Я пишу сии строки в дни спокойного раздумья, но тогда я был на грани помешательства, доведенный до такого состояния предательством возлюбленной, отчаянием, гневом и дурманным зельем опиумного мастера. Почти полностью потеряв человеческий облик, я лежал между миром людей и миром монстров; надо мной простиралось странное серо-бурое небо в ярко-красных потеках и кляксах, подо мной хлюпал черный липкий ил; и настойчивый шепот, похожий на шум стремительного потока, неумолчно звучал в моих ушах.

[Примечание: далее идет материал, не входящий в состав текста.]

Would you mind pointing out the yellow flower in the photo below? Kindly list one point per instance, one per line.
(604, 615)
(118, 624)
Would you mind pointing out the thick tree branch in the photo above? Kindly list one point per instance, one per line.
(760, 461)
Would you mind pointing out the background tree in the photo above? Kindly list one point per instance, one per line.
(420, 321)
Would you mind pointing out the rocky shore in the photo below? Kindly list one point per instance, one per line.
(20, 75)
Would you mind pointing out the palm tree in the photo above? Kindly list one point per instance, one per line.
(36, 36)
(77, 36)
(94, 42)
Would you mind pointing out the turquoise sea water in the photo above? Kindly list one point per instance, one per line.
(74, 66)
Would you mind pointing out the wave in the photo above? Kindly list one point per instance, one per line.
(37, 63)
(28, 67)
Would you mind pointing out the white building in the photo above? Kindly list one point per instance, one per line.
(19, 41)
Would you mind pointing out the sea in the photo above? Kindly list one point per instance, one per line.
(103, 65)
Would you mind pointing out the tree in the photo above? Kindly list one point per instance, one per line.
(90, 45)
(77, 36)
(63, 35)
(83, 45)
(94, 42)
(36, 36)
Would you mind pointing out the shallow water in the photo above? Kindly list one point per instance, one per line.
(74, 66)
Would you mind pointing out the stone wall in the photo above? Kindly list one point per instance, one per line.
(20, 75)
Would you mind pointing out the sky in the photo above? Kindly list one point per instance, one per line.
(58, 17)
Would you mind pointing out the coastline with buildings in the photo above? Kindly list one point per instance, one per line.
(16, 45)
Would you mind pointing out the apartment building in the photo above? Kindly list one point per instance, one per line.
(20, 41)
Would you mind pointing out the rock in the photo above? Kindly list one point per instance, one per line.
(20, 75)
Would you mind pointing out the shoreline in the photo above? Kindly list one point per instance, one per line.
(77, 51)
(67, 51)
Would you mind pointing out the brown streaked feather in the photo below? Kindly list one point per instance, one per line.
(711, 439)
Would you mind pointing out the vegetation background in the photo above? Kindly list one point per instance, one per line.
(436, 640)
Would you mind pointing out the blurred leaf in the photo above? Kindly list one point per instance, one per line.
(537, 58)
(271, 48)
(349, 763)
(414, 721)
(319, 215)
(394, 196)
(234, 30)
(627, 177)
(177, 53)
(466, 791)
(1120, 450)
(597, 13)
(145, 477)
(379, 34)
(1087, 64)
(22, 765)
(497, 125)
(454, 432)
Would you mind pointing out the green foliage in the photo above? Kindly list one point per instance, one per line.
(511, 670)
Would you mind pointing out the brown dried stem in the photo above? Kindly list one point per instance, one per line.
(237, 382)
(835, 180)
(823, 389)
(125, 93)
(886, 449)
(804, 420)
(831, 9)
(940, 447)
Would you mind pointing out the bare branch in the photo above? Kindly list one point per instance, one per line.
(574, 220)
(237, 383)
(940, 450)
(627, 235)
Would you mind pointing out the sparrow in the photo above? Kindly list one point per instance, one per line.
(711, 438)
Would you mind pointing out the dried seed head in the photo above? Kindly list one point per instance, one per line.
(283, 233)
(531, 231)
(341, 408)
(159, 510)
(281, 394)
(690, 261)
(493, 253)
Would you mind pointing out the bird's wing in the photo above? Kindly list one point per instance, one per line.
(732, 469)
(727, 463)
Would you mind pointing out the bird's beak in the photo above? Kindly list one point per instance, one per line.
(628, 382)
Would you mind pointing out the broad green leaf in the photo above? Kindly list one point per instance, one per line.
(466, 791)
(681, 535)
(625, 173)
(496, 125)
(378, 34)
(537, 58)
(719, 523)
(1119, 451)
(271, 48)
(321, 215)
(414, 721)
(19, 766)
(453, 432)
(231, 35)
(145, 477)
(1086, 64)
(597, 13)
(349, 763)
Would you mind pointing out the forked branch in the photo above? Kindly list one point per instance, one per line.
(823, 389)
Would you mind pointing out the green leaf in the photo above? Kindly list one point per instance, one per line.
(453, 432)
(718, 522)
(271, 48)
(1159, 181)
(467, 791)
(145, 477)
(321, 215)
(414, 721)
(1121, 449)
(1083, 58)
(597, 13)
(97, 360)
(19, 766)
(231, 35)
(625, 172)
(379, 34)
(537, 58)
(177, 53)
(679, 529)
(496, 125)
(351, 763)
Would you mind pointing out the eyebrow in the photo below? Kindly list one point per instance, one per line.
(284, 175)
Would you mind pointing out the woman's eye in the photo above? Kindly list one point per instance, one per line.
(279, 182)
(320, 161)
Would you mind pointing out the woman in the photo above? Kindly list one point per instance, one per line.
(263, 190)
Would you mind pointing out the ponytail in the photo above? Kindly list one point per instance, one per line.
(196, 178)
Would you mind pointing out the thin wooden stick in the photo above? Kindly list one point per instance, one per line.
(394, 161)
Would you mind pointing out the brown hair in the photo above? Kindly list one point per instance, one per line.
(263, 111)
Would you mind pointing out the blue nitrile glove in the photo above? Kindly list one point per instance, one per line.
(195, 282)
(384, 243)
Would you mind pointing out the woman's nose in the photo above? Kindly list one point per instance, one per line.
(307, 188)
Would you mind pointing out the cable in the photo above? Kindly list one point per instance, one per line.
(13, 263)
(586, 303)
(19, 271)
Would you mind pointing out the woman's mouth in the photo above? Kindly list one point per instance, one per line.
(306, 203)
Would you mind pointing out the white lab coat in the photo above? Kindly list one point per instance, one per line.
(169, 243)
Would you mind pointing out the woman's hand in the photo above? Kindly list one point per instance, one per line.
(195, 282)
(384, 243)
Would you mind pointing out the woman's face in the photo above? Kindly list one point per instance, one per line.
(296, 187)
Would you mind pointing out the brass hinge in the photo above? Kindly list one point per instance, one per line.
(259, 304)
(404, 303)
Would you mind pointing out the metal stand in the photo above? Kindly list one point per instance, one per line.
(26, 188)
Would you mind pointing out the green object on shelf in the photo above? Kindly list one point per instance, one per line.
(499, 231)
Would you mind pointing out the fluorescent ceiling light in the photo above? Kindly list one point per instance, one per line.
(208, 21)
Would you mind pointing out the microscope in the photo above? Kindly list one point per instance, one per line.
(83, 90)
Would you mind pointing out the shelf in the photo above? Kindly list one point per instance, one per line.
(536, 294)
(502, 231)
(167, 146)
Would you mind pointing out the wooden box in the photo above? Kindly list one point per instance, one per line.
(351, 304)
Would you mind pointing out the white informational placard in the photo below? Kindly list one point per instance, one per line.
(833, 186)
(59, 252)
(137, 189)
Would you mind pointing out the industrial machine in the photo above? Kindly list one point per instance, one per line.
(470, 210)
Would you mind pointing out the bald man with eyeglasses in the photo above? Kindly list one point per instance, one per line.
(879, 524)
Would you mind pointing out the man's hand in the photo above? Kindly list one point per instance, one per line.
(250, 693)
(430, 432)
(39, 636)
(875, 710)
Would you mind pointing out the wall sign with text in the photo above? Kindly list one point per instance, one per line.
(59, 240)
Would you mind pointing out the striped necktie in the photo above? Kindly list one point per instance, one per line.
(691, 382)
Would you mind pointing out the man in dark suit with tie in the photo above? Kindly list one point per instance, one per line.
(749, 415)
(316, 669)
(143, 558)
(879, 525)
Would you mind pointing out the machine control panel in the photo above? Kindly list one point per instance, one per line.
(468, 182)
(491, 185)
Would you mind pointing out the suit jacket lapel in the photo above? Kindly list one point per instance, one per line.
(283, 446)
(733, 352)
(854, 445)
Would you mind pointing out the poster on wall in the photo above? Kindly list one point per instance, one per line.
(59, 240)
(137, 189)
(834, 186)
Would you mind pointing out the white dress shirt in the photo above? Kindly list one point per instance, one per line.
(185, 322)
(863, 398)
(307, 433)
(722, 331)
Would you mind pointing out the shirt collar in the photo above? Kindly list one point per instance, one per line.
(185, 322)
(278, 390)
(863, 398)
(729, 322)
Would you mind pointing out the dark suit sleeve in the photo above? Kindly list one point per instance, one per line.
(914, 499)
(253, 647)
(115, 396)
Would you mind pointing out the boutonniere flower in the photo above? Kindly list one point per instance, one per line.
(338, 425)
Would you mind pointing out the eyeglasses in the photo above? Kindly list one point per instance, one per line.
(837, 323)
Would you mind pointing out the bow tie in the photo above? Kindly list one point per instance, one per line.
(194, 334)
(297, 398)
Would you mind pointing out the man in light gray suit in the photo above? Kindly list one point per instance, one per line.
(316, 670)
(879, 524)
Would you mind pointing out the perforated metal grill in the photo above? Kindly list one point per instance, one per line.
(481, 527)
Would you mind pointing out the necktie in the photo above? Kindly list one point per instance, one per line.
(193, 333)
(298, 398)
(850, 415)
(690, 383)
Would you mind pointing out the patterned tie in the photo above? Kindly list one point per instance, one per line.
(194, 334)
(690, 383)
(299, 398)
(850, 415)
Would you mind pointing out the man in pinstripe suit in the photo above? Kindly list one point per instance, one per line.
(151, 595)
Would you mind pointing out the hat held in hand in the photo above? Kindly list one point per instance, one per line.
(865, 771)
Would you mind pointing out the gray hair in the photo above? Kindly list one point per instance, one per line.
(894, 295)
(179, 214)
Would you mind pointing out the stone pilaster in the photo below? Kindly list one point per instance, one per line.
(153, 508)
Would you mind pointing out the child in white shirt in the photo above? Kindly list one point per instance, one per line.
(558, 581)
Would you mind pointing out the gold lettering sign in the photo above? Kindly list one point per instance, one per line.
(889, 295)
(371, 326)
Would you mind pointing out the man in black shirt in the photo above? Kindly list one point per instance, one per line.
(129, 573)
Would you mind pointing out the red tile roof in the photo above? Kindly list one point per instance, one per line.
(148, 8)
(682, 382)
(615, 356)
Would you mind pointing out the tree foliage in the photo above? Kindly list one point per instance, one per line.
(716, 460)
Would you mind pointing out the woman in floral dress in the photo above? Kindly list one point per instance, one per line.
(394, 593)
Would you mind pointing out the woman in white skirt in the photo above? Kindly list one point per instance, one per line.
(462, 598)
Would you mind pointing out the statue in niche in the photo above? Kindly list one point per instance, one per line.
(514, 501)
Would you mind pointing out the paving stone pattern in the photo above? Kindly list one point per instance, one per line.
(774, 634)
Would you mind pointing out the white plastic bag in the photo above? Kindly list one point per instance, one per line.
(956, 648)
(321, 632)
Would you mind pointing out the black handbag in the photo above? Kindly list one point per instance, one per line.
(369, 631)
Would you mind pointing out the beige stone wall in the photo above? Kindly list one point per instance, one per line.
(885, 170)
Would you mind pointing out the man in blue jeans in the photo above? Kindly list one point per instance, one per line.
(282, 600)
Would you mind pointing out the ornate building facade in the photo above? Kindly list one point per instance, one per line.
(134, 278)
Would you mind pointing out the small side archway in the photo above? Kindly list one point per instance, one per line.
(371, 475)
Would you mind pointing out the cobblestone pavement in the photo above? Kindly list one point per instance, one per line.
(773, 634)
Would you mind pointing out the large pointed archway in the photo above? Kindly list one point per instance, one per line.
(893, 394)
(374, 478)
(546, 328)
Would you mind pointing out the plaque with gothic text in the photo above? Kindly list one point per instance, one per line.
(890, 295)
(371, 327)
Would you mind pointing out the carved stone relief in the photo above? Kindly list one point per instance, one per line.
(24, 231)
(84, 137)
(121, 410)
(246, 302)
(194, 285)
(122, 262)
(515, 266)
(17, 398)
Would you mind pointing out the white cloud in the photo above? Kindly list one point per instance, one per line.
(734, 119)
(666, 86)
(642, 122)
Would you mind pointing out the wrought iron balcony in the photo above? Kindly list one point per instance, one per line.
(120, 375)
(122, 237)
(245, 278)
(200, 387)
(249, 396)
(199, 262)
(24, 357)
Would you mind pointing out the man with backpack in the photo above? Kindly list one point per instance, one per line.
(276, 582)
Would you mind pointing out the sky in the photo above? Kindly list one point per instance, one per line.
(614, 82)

— Я слышу тебя! — услышал я свой голос. — Я выполню твою волю!
Потом я вскочил на ноги и, испуская нечленораздельные вопли, принялся метаться взад-вперед по берегу, точно буйный почитатель Бахуса.[297] Но не вино привело меня в такое состояние, а благословенный опиум, открывший передо мной громадные черные ворота, за которыми стояло другое, более ужасное божество.